Pourquoi la droite gagne les élections ?

Un peu partout dans le monde, les élections sont remportées par la droite ces derniers temps. Une chance qu’il y a quelques exceptions, mais la tendance est inquiétante. Cette semaine en Ontario, on verra ce qui va arriver. Les Conservateurs sont dirigés par un extrémiste du nom de Tim Hudak qui promet le massacre à la scie mécanique de la fonction publique et des services sociaux. Il est tellement à droite qu’il se peut que les Libéraux et le NPD résistent à la vague. En tout cas, on le souhaite.

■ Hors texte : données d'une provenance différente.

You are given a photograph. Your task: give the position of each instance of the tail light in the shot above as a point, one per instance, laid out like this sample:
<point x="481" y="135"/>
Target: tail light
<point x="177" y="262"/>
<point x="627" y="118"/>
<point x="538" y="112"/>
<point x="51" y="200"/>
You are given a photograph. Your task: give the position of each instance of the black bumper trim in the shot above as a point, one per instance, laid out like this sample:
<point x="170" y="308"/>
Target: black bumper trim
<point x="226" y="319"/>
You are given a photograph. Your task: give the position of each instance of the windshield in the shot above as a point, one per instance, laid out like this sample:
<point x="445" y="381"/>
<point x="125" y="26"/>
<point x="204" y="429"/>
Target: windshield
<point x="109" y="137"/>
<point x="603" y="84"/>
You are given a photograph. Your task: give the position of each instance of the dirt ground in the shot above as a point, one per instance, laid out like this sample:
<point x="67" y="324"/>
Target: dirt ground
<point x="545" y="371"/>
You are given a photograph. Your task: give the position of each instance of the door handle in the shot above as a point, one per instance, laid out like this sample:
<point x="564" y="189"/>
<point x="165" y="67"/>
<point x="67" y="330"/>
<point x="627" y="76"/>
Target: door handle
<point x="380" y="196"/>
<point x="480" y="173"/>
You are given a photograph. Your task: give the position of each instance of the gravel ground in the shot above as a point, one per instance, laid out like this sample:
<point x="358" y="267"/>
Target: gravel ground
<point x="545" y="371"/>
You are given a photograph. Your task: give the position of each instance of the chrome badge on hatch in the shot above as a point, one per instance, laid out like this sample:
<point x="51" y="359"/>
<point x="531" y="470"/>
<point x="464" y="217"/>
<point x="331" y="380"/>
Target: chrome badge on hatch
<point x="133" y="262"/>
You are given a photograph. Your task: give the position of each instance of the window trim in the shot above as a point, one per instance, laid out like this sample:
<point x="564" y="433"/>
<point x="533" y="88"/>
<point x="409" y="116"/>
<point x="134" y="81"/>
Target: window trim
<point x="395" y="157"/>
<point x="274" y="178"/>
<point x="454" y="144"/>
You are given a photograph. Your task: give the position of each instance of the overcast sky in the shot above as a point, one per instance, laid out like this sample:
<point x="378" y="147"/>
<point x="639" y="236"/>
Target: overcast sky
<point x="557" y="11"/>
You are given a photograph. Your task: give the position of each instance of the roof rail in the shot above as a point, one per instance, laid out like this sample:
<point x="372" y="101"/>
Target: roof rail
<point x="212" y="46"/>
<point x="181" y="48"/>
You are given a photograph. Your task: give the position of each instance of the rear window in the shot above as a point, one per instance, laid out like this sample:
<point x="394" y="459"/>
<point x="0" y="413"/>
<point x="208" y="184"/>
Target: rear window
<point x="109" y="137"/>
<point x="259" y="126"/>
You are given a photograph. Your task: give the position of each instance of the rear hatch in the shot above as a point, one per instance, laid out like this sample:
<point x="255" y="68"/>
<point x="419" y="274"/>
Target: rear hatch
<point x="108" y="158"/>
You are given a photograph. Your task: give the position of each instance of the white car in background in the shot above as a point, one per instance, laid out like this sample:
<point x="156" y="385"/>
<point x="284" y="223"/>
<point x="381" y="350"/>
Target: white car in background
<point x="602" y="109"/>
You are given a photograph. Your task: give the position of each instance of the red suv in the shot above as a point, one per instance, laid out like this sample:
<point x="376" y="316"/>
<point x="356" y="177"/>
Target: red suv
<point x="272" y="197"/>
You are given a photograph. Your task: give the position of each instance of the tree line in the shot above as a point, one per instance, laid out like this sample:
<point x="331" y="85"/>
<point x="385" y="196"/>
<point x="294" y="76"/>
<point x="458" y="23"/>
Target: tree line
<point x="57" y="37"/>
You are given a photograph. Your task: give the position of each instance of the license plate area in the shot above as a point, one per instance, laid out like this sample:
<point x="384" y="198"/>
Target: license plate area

En fait, pour être plus précis, ce n’est pas tellement la droite qui gagne, c’est plutôt le centre et la gauche qui perdent, surtout à cause de la désaffection de l’électorat. Lors des élections européennes il y a quelques temps, la droite s’est maintenue sans progresser. L’extrême droite a avancé. Le centre s’est effondré. La gauche, à part en Grèce et en Espagne, a stagné. Il y a quelques jours en Inde, la droite et l’ultra-droite rassemblées au sein du BJP, ont remporté une victoire éclatante. Le centre et le centre-gauche ont mangé toute une dégelée. Dans les prochains mois, il se pourrait que cette tendance se confirme ailleurs.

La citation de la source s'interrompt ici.